Jimmy Methven

Personal information
- Full name: James Methven
- Date of birth: 7 December 1868
- Place of birth: Ceres, Scotland
- Date of death: 25 March 1953 (aged 84)
- Position: Full back

Senior career*
- Years: Team / Apps / (Gls)
- 1891–1906: Derby County / 458 / (0)

Managerial career
- 1906–1922: Derby County

= Jimmy Methven =

Scottish footballer and manager

James Methven (7 December 1868 – 25 March 1953), was a Scottish footballer. Methven became synonymous with Derby County; he played for the club in three FA Cup Finals and managed the club for 16 years. In total Methven was on the books at the Baseball Ground for 31 years and represented the club, in various capacities, in over 1,000 matches.

Methven, though born in Ceres, Fife, first played senior football in Edinburgh, for Leith Athletic, Heart of Midlothian and St Bernard's.
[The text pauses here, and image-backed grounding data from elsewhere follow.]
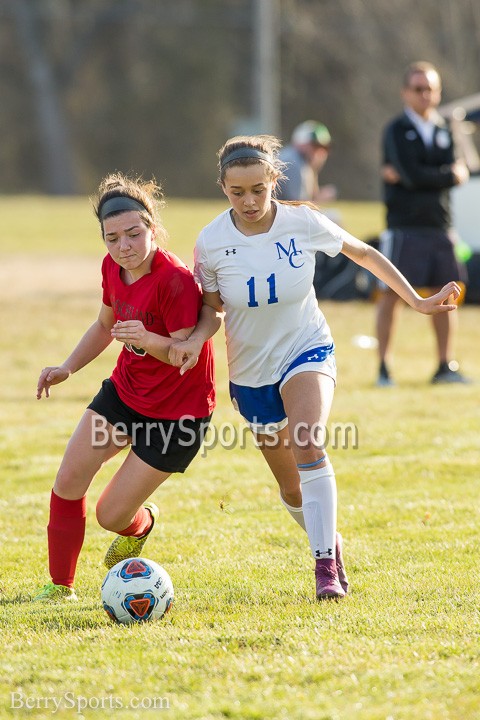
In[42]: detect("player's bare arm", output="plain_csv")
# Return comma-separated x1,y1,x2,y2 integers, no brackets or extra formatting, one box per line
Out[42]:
169,301,223,373
112,301,221,369
37,303,115,399
110,319,185,363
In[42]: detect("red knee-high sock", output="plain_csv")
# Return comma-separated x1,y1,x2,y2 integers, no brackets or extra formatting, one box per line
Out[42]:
47,490,87,588
116,506,152,538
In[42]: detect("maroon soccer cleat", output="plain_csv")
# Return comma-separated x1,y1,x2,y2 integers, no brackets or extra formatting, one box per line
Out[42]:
315,558,346,600
336,532,349,594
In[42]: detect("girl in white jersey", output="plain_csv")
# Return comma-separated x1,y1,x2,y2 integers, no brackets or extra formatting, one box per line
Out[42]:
169,135,461,600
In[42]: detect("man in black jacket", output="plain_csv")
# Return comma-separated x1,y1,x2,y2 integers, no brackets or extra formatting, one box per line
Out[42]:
376,61,470,385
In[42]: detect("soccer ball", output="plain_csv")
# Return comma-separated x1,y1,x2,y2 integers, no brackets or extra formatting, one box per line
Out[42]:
101,557,174,625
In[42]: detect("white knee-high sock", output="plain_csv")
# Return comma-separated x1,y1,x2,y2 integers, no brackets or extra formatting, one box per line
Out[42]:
280,494,306,531
300,463,337,560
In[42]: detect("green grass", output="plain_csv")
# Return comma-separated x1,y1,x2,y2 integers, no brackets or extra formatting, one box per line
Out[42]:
0,197,478,720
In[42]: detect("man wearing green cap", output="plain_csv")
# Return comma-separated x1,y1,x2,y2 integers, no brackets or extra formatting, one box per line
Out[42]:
278,120,337,204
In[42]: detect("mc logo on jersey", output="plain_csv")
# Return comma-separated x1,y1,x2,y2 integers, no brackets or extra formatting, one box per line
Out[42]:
275,238,304,268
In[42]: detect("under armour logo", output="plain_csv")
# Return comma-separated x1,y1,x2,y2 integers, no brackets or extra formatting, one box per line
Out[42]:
307,354,319,361
225,248,237,255
315,548,333,558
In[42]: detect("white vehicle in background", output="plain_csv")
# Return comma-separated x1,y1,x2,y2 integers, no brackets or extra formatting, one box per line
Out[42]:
440,93,480,302
453,172,480,250
440,93,480,250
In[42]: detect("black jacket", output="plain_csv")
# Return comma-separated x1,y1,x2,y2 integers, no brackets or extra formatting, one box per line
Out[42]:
382,111,457,229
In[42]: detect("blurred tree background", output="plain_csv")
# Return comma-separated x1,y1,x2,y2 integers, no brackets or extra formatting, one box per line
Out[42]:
1,0,479,198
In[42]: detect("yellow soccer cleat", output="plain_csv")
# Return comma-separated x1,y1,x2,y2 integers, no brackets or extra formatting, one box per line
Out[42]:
33,582,78,602
103,502,159,570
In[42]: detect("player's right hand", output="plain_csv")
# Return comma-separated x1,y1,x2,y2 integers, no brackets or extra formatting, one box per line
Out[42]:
36,366,71,399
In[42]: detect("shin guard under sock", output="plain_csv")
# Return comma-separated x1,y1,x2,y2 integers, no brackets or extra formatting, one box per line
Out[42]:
47,490,87,588
300,463,337,560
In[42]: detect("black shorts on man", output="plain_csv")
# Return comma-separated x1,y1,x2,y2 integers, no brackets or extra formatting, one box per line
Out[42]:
379,228,466,289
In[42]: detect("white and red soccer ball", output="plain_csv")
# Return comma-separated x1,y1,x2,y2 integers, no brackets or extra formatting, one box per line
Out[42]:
101,557,174,624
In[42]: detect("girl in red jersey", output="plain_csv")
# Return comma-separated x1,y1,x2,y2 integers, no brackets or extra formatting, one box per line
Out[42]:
34,173,219,602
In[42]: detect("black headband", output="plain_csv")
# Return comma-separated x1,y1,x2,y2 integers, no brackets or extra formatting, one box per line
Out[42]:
220,147,275,170
99,196,149,221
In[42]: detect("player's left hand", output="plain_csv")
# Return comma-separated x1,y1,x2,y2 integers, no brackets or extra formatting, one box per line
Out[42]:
111,320,148,348
417,282,461,314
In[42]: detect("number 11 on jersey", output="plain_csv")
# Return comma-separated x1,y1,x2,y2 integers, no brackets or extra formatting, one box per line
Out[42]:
247,273,278,307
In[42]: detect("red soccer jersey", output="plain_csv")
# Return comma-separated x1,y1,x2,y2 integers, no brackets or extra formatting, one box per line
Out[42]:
101,247,215,419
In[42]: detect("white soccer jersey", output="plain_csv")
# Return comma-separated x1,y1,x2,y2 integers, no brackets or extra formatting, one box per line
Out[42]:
195,201,352,387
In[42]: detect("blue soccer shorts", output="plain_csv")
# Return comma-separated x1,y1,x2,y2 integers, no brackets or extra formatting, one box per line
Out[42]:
229,344,336,434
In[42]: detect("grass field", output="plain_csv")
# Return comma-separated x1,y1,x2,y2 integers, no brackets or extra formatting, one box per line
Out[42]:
0,197,478,720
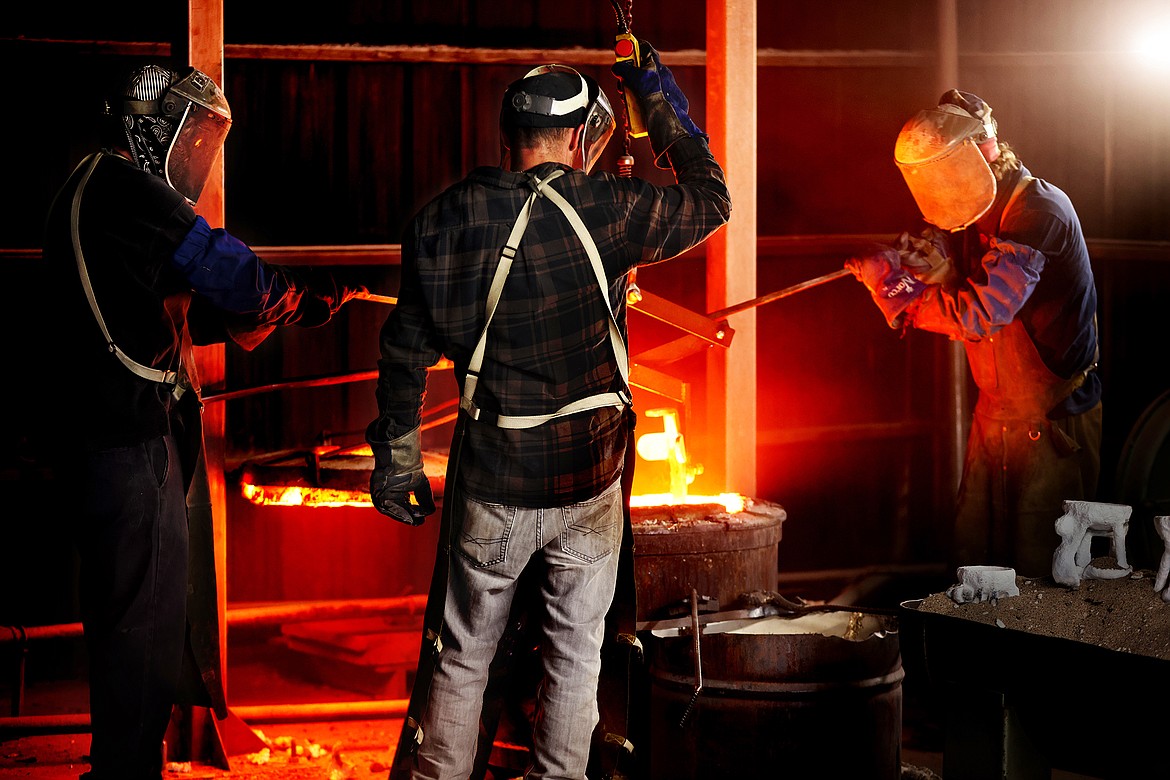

He joined a growing band of Scottish professionals in English football when he signed forms with Derby County at the end of the 1890-91 season.

In total he played 511 games and (was one of three players who) appeared in each of the three unsuccessful FA Cup appearances for the Rams, before taking the reins as manager immediately following Harry Newbould's departure in 1906. He last played for the club (at the age of 38) on 2 February 1907, in an FA Cup second-round tie against Lincoln City, which Derby won 1-0.

Methven was unable to stop the slide into the Second Division during his first season with the club and only converted the club's wayward fortunes when he persuaded the 36-year-old Steve Bloomer to return home from Middlesbrough in 1910, helping Derby County back to the First Division as champions in 1912. Methven finally left Derby in June 1922 having been in charge for 498 games (winning more than he lost) finally working for a local authority after a stint as a scout with Stoke City.